Le NIH affirme que les règles finales ne représentent pas une nouvelle politique, mais plutôt une « clarification de la politique » destinée à rappeler aux bénéficiaires de subventions qu’ils doivent se conformer aux exigences de longue date de la politique de subventions de l’agence.
« Les réglementations exigent que les récipiendaires principaux disposent de contrôles internes efficaces pour garantir que les subventions sont accordées conformément aux termes et conditions… et ils doivent surveiller les activités des sous-récipiendaires si nécessaire pour garantir que la subvention secondaire est utilisée à des fins autorisées, notamment la nécessité d’examiner et de surveiller les rapports financiers et de performance », note l’agence.
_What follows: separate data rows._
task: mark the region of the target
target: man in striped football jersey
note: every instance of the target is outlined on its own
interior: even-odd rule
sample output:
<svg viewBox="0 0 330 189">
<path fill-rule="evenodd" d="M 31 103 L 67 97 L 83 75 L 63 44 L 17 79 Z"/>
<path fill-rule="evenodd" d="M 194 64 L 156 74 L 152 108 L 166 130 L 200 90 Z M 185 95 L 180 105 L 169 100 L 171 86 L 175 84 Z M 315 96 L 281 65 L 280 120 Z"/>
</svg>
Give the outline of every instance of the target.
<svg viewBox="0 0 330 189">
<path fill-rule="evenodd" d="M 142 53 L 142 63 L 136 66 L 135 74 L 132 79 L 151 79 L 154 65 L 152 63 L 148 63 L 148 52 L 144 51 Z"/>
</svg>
Les principaux bénéficiaires de subventions du NIH agissent en tant qu’entités intermédiaires et « doivent avoir le droit d’accéder à tous les documents, papiers ou autres dossiers de l’entité non fédérale qui sont pertinents pour la récompense fédérale », ajoute l’agence.
Mais l’American Society for Biochemistry and Molecular Biology affirme que cette politique augmenterait considérablement la charge administrative imposée aux chercheurs principaux et les dissuaderait de collaborer avec des entités étrangères, notant que les chercheurs principaux consacrent déjà, en moyenne, 42 % de leur temps aux tâches administratives associées. tâches, ce qui représente une perte importante de temps de recherche.
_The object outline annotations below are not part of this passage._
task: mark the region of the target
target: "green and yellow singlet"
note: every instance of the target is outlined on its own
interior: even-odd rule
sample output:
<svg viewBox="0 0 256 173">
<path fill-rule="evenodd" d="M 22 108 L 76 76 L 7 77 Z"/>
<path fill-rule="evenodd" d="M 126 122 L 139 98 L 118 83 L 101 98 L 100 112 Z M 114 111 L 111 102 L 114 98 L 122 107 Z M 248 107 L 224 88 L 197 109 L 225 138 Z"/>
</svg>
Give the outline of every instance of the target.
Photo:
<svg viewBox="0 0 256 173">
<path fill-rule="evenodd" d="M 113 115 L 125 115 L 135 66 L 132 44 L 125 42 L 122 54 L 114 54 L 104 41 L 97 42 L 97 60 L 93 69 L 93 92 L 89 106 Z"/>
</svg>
Problèmes liés à la loi sur la protection de la vie privée
L’Association des universités américaines (AAU) s’inquiète également du fait que cette règle pourrait entraver les collaborations internationales en matière de recherche. « Nous sommes satisfaits de la clarification apportée par le NIH selon laquelle les institutions de recherche doivent uniquement fournir un accès aux cahiers et données de laboratoire, plutôt qu’à des copies réelles », a déclaré le porte-parole de l’AUA, Tobin Smith. « Malgré ce changement, nous continuons de craindre que les nouvelles exigences puissent entrer en conflit avec les lois sur la confidentialité et la vie privée en Europe et dans d’autres pays où nos universités collaborent à d’importantes recherches du NIH. »
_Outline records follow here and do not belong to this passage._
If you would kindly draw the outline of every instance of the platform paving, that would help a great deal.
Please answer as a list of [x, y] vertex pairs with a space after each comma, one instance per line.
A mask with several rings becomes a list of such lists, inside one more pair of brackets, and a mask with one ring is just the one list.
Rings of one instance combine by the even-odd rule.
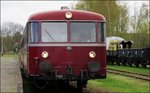
[[22, 93], [22, 77], [17, 57], [1, 57], [0, 93]]

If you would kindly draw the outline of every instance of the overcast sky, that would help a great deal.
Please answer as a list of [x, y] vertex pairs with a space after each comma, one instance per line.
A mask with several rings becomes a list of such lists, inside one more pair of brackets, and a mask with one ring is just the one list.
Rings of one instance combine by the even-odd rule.
[[[125, 1], [123, 1], [125, 2]], [[140, 7], [144, 1], [126, 1], [128, 3], [130, 14], [133, 14], [133, 8]], [[15, 22], [25, 26], [28, 17], [33, 13], [60, 10], [61, 6], [71, 6], [77, 3], [75, 1], [1, 1], [1, 25], [4, 22]], [[146, 1], [145, 3], [148, 3]]]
Jessica Haberer, qui dirige la recherche au Center for Global Health du Massachusetts General Hospital, s’inquiète du fait que la politique ne s’adresse qu’aux institutions étrangères. « Tout bénéficiaire d’une subvention secondaire pourrait abuser des fonds », dit-elle. « Je pense que les politiques des NIH devraient être axées sur les meilleures pratiques et des approches équitables en matière de responsabilité pour garantir une utilisation appropriée des fonds fédéraux, quelle que soit la géographie. » Même si Haberer convient que la politique révisée du NIH est conforme aux exigences actuelles en matière de rapports annuels, elle suggère que la formulation des lignes directrices donne le ton qui renforce la primauté des États-Unis dans les collaborations mondiales.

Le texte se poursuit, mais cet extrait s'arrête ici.